Our Nurses Know: Technology
As a freshman in high school, Karen Hollingsworth, R.N., M.S., CPHIMS, knew two things for certain — she would follow in her father’s footsteps by attending U-M for college and she would pursue a career in nursing.
“I have a younger brother who was born with a congenital heart defect that was repaired the summer I started college, when he was 10 years old,” said Hollingsworth, who now works as a senior director in Health Information Technology & Services (HITS). “I think that watching what he went through and seeing how his health care challenges affected our family definitely influenced my decision to become a nurse.”
Hollingsworth was accepted to the U-M School of Nursing. Eventually, her nursing career would take a turn — leading her on a winding path back to Ann Arbor, and a fulfilling, though slightly different, future in health care.
A move to technology
After completing her nursing degree, Hollingsworth headed west and started as a staff nurse at LDS Hospital in Salt Lake City, Utah. She also enrolled in the University of Utah, pursuing a Master’s degree in physiological nursing.
“The hospital where I worked was an affiliate of Intermountain Healthcare, an organization that is very prominent in informatics and at the forefront of technological innovation,” said Hollingsworth. “We were using a version of electronic health records back in 1980 and utilized computers in our daily work well before a lot of other organizations.”
That emphasis on using technology made it easy for Hollingsworth to transition from nursing into a career in information technology (IT).
“The move from nursing into IT is a more natural progression than many people realize,” she said. “Nurses are at the front-line of patient care, using many of the technology systems and applications in place at health care institutions. They often understand technology needs that would benefit patient care and better utilize hospital resources.”
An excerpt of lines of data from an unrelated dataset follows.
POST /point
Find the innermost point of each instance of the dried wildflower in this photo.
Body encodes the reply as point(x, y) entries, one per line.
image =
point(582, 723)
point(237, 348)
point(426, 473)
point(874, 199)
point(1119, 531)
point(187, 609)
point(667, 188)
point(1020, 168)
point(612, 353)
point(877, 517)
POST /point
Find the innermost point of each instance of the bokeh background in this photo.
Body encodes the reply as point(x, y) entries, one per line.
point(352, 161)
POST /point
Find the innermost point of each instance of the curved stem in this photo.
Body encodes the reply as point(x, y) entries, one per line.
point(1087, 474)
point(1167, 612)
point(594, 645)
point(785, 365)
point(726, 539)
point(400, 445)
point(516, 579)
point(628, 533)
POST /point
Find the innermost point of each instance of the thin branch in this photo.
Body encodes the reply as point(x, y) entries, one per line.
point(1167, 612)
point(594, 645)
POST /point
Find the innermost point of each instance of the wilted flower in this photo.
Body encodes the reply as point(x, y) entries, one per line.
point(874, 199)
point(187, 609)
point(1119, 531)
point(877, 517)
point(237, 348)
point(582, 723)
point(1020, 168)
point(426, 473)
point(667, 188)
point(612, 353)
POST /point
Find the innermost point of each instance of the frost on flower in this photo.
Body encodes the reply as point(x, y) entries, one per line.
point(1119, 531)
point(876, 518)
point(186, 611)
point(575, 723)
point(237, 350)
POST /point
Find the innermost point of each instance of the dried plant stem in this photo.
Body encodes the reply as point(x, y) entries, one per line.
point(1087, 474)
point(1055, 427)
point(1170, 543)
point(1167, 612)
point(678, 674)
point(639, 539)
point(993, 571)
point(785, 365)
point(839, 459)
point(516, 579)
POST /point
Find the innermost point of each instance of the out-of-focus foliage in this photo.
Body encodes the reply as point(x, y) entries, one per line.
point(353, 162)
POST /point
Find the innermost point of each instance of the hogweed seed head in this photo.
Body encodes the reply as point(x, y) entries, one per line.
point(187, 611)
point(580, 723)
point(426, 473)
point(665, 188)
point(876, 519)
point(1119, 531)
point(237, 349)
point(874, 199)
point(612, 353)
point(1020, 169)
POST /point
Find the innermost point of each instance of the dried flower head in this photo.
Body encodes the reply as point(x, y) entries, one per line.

Hollingsworth made a full transition into a career in technology during her time as the director of critical care nursing at Genesys Health System in Grand Blanc, Michigan.
“At the time, we were merging four hospitals into one and constructing a new hospital building,” she said. “When the IT project director position suddenly became available, I was asked to step in and lead the project. I thought I would be managing nursing documentation implementation, but ended up leading the entire project, including the physical moving of hardware and equipment and many new systems implementation.”
This new position required Hollingsworth to call on her past experience at LDS Hospital.
“I was so thankful for my background at LDS because I had an increased understanding of technology systems and applications that were beneficial in this new role,” she said. “That knowledge combined with my nursing experience gave me all of the tools I needed to transition into that new role.”
Back where she started
More than 20 years later, Hollingsworth’s career has come full circle — she returned to her alma mater in 2014 to lead the Clinical & Operational Applications (COA) division within HITS and occasionally teaches and precepts with the U-M School of Nursing as an adjunct instructor.
As a senior director in HITS, she leads a team of more than 200 staff members, including four directors and 15 managers, who are responsible for at least 300 clinical and business applications relied upon by patients, clinicians and staff every day.
“Many of the applications we support are tied to MiChart, but our team is really in charge of almost any application that helps the health system function day-to-day,” said Hollingsworth.
Examples of programs managed by her team include those used to regulate the temperature of the refrigerators used in clinical areas and many of the cardiology systems used throughout the health system. They even manage the software used by the cash registers in the hospital gift shops.
Hollingsworth credits her U-M nursing degree for the success she has had over the course of her career.
“I truly believe that my nursing degree was the springboard for my career in information technology,” she said. “A nursing degree from the University of Michigan opens many doors, and I believe that our curriculum really prepares graduates for a career that extends beyond nursing. Health IT continues to evolve and expand and nurses will always have an important role to play in the field.”